DAI, reduction of dopamine turnover telah ditemukan. Observasi ini memulai terapi perkenalan
amantadine di DAI. Amantadine adalah sebuah obat yang dikenal dalam pengobatan penyakit
Parkinson. Amantadine menyebabkan pelepasan dopamine dari implus saraf, dan menunda
penyerapan dopamine oleh neural cells. Hal itu juga memiliki profound N-methyl, D-aspartate
receptor antagonist effect, yang mungkin berkontribusi pada neuroprotective effects setelah
cedera, dengan mengurangi konsenterasi glutamate dan mengarah pada excitotoxicity. Dalam
penelitian acak pada pasien DAI, ada tren yang konsisten kepada lebih cepatnya kemajuan
fungsional dengan amantadine treatment, walaupun amantadine treatment baru dimulai saat 3
bulan pertama setelah cedera. Dari penemuan ini, juga dijelaskan bahwa pengobatan yang
berujung pada dopaminergic blockade itu dikontraindikasikan di tahap awal penyembuhan dari
DAI.
104.5 Magnetic resonance imaging

Di departemen kegawat daruratan, CT biasanya adalah alat imaging modalitas pertama yg


digunakan pada kasus trauma kepala. Di kebanyakan kasus munculnya trauma kepala, CT bisa
memproduksi diagnosa yang tepat. CT punya kelebihan dari MRI untuk dengan jelas
menunjukkan retak tengkorak. Di DAI biasanya terjadi perbedaan antara kedalaman koma yg
ditunjukkan pada Glasgow coma score, dan kekurangan penemuan yang tajam pada CT. Ketidak
normalan white matter berkembang seiring berjalannya waktu.
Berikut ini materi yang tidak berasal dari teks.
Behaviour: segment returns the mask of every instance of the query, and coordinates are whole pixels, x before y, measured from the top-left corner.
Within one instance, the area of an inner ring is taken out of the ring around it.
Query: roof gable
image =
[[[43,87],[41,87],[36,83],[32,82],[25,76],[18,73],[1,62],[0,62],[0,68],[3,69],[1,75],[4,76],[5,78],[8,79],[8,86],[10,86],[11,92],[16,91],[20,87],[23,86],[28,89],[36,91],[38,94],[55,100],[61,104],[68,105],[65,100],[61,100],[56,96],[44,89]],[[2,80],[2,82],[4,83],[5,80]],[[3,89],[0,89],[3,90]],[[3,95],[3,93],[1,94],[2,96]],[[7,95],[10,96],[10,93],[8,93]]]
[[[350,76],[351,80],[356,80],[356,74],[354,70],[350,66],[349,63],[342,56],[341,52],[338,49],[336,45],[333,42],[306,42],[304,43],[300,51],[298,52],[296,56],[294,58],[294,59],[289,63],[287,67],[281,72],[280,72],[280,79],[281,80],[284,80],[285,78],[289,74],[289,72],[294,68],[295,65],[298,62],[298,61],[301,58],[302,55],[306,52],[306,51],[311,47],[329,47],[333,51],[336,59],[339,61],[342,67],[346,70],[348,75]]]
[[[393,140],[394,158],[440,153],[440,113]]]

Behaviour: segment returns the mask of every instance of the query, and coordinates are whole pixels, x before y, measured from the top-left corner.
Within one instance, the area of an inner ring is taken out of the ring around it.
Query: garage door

MRI adalah alat imaging modality terbaik untuk mengkonfirmasi diagnosis dan untuk
mengklasifikasi cedera, biasanya menggunakan skala pengukuran Gennarelli. Skala ini membagi
penemuan dalam 3 grup: luka dengan dan tanpa hemorrhage di gray-white matter junction,
terutama di temporal dan frontal areas (tipe 1), dikombinasikan dengan luka di dalam dan sekitar
corpus callosum (tipe 2), dan dengan luka di basal ganglia dan rostral brain stem (type 3).
Ukurannya kurang lebih berhubungan dengan hasil.